Оставалось лежать, досадовать и… слушать, продолжая надеяться, что я ошибся и этот скрипучий голос принадлежит не Андрею Тимофеевичу.
— А коль не было, то неча тут, княже, напраслину на меня возводить, — огрызнулась тем временем старуха.
Эк она князя-то. Даже странно слышать из уст простой бабки, принадлежащей к «подлому народцу», такое. И как только не боится?
— Вот возьму сабельку востру да полосну тебя ею для ума, — услышал я в ответ. — А то ишь как осмелела — речи таковские мне сказывать.
А что, запросто полоснет. Гонору у него выше крыши. Вмешаться, что ли? Все ж таки она меня вылечила, можно сказать, с того света вернула. А как? Да проще простого. Я замычал, заохал, а для верности — вдруг не услышат стон — пару раз лягнул ногой по дощатой переборке. Это понадежнее.
— Никак проснулся твой ратник? — встрепенулся гость.
— Сон дурной приснился, — спокойно ответила бабка.
— А не подслушает? — не унимался тот.
— Кто подслушивает, тот тихонько лежит, а ентот, вишь, взбрыкивает, — последовал ответ.
«Ишь ты, — подивился я. — Получается, что я одной стрелой двух зайцев завалил.
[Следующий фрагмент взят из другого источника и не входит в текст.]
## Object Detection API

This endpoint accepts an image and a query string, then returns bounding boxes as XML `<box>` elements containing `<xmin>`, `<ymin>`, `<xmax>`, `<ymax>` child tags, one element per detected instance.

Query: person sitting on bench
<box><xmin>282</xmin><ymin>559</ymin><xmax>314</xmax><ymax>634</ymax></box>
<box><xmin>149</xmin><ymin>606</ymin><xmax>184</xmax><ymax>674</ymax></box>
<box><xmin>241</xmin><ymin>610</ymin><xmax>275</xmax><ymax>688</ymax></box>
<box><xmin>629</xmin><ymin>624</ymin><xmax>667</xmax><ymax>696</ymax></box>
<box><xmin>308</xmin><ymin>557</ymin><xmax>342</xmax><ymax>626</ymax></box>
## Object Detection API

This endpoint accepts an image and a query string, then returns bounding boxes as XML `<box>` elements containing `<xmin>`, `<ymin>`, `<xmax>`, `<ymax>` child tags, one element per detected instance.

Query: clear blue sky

И пыл боевой кой у кого утихомирил, и себя обезопасил. А теперь что делать? Да слушать — чего еще остается».
— Ты ж вроде зареклась лечбой заниматься? Помнится, даже зарок кой-кто давал, — после паузы проскрипел гость.
— Займешься тут, коль сабелькой стращают, — недовольно откликнулась бабка. — Я уж и порчу грозила напустить на того, кто его привез, и сглазить его, он ни в какую — лечи, старуха, не то голова с плеч. Чистый душегубец.